Największą chyba gwarancję pochodzenia i jakości oliwy z oliwek dają mali i średni producenci. Zasadniczym źródłem dochodów jest dla nich nie produkcja oliwy, którą traktują często prestiżowo bądź niemal hobbystycznie, ale wyrób wina. Na przykład słynny producent Fontodi, posiadający 20 hektarów drzew oliwnych, produkuje z nich 40 hektolitrów wysokogatunkowej oliwy, z winogron zaś pochodzących z 60 hektarów winnic wyrabia aż 2,5 tysiąca hektolitrów wina.
Prestiżowy i ekskluzywny charakter produkcji oliwy z oliwek DOP znacznie ogranicza ewentualne oszustwa, częste w przypadku producentów opierających swą działalność wyłącznie na produkcji oliwy. Za niemal pewny możemy więc uznać zakup olio extra vergine di oliva wyrabianej przez producentów wysokogatunkowych win, nawet jeśli z różnych względów zrezygnują oni z apelacji DOP. Wielu producentów oliwy z rejonu Chianti Classico produkuje ponadto swe oliwy z oliwek z owoców pochodzących z upraw ekologicznych, czyli bez zastosowania jakichkolwiek chemicznych środków ochrony i nawożenia roślin.

Flaszka za dychę

Zakup dobrej jakości włoskiej oliwy jest dla przeciętnego polskiego konsumenta znacznym wydatkiem, dlatego warto wybierać te jedynie oliwy, których jakość jest gwarantowana przez europejski znak DOP. Oznacza on, że oliwa pochodzi ze ściśle określonego geograficznie obszaru. Producenci oliwy opatrzonej banderolą DOP muszą się stosować do bardzo rygorystycznych przepisów dotyczących uprawy i procesu produkcji (np. ręczny zbiór owoców).
W wyborze warto kierować się również ceną, która w przypadku włoskiej oliwy DOP nie spada poniżej 10 euro za butelkę. Producenci z rejonu Chianti Classico deklarują, że taki jest w rzeczywistości ich koszt własny wytworzenia 1 litra oliwy. Ponadto jedynie oliwa z oliwek DOP daje nam absolutną gwarancję świeżości, gdyż producenci są zobowiązani do bezwzględnego umieszczania rocznika oliwy na etykiecie, a nie jedynie daty ważności, jak ma to miejsce w przypadku innych rodzajów oliw z oliwek.
W praktyce może się okazać, że kupiona przez nas oliwa, opatrzona przyjętym powszechnie w tym przypadku rocznym okresem gwarancji, jest mieszanką oliw pochodzących z kilku poprzednich roczników.
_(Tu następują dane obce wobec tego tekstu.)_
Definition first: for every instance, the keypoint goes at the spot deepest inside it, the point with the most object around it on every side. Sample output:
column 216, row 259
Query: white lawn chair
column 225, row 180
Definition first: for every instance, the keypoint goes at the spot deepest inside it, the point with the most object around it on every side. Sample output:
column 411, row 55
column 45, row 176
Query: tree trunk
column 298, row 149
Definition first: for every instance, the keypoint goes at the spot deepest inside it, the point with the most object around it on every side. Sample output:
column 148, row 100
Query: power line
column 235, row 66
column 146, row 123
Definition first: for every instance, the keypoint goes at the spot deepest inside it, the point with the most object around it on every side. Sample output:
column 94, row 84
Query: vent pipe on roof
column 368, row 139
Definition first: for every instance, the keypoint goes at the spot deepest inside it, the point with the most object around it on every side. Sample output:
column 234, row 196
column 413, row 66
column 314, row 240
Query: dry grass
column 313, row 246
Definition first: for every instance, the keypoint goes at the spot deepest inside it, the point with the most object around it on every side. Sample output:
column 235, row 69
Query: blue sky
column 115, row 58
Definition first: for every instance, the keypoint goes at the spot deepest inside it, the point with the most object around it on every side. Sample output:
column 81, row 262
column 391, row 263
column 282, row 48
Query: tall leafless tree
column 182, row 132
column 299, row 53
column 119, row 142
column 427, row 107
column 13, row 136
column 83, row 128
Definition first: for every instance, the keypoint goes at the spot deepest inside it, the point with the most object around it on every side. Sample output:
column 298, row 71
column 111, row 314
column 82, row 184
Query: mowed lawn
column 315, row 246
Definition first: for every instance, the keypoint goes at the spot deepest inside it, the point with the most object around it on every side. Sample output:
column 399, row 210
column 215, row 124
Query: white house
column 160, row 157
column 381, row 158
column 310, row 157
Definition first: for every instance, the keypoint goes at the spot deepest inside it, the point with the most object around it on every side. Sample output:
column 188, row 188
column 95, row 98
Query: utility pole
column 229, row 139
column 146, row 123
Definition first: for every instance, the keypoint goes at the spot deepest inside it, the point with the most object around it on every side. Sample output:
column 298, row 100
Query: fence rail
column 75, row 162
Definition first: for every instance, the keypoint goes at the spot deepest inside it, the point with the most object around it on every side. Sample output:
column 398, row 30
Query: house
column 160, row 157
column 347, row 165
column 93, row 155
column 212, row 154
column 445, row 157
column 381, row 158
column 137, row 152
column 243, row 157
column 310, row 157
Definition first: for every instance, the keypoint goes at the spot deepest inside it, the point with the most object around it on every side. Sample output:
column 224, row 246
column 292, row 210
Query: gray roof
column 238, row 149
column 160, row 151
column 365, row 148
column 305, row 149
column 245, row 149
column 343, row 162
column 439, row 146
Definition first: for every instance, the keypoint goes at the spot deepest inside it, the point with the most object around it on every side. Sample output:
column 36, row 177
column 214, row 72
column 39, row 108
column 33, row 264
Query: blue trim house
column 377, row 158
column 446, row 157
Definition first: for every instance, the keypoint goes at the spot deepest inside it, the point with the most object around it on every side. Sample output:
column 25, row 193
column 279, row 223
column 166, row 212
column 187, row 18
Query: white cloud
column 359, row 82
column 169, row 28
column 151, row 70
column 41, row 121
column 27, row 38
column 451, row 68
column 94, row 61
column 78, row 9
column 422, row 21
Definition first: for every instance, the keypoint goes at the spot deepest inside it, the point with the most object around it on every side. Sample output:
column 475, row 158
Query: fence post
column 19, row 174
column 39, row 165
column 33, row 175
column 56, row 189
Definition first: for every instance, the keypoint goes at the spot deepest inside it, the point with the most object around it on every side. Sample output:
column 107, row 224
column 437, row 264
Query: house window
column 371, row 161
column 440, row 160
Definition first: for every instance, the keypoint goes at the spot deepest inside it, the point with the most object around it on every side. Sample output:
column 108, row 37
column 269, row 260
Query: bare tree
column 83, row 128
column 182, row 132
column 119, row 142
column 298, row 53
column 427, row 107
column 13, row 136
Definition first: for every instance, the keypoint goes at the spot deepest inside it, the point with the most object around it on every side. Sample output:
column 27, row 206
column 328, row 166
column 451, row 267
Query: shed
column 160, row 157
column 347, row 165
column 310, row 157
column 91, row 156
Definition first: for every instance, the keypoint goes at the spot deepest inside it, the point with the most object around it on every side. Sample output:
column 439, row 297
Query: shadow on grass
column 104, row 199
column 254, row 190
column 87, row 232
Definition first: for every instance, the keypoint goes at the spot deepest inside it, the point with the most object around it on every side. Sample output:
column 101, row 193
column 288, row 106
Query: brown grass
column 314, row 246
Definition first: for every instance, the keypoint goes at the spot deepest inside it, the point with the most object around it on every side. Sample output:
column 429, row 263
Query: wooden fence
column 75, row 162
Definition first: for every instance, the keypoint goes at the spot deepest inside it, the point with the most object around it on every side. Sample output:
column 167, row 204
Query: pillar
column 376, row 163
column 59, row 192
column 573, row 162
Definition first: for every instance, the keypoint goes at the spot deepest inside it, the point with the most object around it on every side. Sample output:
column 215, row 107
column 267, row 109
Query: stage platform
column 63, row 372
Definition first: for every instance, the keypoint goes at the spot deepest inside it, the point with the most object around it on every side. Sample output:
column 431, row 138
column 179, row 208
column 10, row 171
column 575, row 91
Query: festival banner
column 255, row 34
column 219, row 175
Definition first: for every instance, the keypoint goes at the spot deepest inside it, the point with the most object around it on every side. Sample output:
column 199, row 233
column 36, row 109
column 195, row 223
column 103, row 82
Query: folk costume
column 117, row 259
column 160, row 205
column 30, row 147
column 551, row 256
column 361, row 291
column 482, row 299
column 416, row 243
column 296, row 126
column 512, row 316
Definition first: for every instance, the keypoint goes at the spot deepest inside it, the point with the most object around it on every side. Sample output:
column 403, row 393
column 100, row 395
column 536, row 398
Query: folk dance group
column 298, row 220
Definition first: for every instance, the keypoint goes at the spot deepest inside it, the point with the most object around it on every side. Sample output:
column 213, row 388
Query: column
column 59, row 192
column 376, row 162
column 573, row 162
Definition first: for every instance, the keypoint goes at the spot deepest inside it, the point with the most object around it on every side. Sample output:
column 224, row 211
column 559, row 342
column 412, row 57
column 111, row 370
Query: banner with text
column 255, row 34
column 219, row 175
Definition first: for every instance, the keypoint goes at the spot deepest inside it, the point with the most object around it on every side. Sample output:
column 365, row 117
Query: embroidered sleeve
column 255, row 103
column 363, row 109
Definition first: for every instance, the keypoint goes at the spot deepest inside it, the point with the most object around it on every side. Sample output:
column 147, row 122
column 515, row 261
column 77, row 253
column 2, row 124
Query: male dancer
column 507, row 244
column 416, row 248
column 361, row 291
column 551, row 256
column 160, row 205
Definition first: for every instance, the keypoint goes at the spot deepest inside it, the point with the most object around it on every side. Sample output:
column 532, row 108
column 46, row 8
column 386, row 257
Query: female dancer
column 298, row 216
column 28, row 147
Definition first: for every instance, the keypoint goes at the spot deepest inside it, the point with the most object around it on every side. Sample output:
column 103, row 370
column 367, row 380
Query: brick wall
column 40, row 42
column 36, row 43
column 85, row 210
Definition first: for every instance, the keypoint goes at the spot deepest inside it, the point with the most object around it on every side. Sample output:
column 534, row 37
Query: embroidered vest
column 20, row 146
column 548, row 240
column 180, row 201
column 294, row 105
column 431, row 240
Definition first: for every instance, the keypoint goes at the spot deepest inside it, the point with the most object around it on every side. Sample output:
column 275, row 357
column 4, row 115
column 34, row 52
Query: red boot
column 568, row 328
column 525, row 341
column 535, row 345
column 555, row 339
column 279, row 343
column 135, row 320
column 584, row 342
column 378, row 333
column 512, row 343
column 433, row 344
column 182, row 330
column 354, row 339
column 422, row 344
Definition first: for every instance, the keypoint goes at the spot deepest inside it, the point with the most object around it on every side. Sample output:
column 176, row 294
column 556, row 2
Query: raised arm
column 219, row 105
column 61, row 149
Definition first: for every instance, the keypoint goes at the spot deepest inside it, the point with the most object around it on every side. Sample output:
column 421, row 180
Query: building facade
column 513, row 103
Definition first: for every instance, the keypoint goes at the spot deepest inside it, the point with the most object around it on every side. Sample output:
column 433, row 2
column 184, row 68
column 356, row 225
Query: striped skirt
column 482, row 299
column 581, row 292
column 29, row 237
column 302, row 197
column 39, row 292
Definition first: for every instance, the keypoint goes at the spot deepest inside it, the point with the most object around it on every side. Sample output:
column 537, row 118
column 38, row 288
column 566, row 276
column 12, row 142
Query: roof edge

Ten zalegalizowany obowiązującymi przepisami proceder jest powszechnie stosowany przez wielkich włoskich producentów. Ponadto ich produkty są często mieszanką oliw z oliwek pochodzących z całego obszaru basenu Morza Śródziemnego (Tunezja, Hiszpania, Grecja, Turcja i Włochy).
Takie nierocznikowe oliwy znajdziemy dziś również w większości polskich marketów. Przy okazji warto sobie zdać sprawę, że nieświeża oliwa jest nie tylko mniej smaczna, ale wręcz szkodliwa dla zdrowia. W takim przypadku nie ma już mowy o tak chwalonym przez dietetyków i lekarzy przeciwdziałaniu rakowi oraz korzystnym wpływie oliwy na wolne rodniki w naszym organizmie.